Nearly 10 months after Mashal Khan was lynched to death by a mob in Mardan on the false pretext of blasphemy, a verdict handed down by an Anti-Terrorist Court in Haripur gave a death sentence to one of the accused, life sentences to four others and four-year prison sentences to 25 people. The remaining 26 suspects who had been charged in the case were acquitted due to lack of evidence. It is not for us to say if justice has been done; only Mashal’s family, which has been through so much suffering, has the moral authority to decide if this counts as justice. No amount of guilty verdicts will bring their precious son back but the hope is that strong punishments may allow the Mashals of the future to live without the fear that their ethics and courage could be fatal. The verdict itself gives cause for some cautious optimism but also lots of worries. It is worth noting that Mashal was far from the first person to be the victim of a mob riled up by false allegations of blasphemy but that this is the first time that any members of such mob have been found guilty in a judicial trial. That this happened is entirely due to the unstinting efforts of Mashal’s father. From the very start, including while Mashal was being lynched by the mob, the authorities did nothing to stop it. The investigation was slow and Mashal’s family was under such threats that it had to move. That a guilty verdict was still reached for a large portion of the mob was only possible because Mashal’s family never relented in the pursuit of justice.
It is clear however that even after the ATC verdict the case is far from over. The KP government itself has challenged the acquittals of 26 persons and Mashal’s father, Iqbal Khan, has said that the verdict would be appealed before the Peshawar High Court. There are more disturbing elements in sordid affair. As a nation we must accept that Mashal Khan’s murder and the brutality involving it was forgotten only weeks after the event. The media holds prime responsibility for this. So do political parties, including the PTI, the ANP and the JI whose activists are all thought to have been involved in the incident.

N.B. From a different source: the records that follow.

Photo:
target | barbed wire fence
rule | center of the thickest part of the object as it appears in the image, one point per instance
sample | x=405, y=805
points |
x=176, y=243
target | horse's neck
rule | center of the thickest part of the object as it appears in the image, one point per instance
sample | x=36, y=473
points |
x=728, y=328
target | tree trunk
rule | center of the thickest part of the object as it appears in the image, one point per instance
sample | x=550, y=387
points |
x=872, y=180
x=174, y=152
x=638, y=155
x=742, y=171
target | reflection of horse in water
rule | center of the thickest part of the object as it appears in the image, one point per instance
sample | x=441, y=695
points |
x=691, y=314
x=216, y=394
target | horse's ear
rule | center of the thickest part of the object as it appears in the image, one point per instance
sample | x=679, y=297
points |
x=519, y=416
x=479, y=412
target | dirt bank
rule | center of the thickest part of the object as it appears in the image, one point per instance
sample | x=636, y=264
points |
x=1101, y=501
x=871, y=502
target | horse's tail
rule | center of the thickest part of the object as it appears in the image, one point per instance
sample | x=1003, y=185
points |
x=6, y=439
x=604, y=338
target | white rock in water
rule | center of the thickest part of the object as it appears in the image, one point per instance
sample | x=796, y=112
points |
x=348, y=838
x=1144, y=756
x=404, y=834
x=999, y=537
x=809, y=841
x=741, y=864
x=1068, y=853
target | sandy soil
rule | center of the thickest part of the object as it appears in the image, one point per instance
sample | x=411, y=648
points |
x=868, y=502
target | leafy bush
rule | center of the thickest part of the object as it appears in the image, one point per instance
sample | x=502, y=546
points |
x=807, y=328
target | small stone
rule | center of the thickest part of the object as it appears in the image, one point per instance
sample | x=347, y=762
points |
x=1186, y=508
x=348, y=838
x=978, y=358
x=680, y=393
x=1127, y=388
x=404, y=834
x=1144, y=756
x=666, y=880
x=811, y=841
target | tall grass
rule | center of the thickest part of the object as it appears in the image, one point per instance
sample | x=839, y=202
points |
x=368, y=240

There are other problematic aspects to the verdict. Of the 26 people who were acquitted, CCTV footage shows most present at the lynching. The verdict also does nothing to excuse the performance of the police. A councillor of the PTI who was alleged to be one of the main accused is still in hiding and the police seem no closer to apprehending him. There has not been a full accounting of the role played by members of other political parties, including the ANP, and the university administration in Mashal’s lynching and murder. Neither has any reform been introduced either at the provincial level or even at educational institutions to prevent a recurrence of such a horrific crime. It is also galling that those law-enforcement officials who were present when Mashal was killed and did nothing have not been punished.
But perhaps what was scariest was the rapturous reception given to the 26 men who were freed. As they returned to Mardan, members of the JUI-F and JI cheered them as heroes. One of the accused has reportedly even said that he would strictly punish anyone who committed blasphemy in the future. In the end, the key persons involved in plotting the murder of Mashal remain free and those let off by the court are being treated as heroes despite the brutality that they participated in. There can be no greater indictment of the country today than the fact that even exhaustive investigations showing Mashal never committed blasphemy have not been sufficient to remove the taint such vile and irresponsible allegations place on a person, and that even a trial was not enough to get members of the mob to repent for their role in this grave crime against humanity.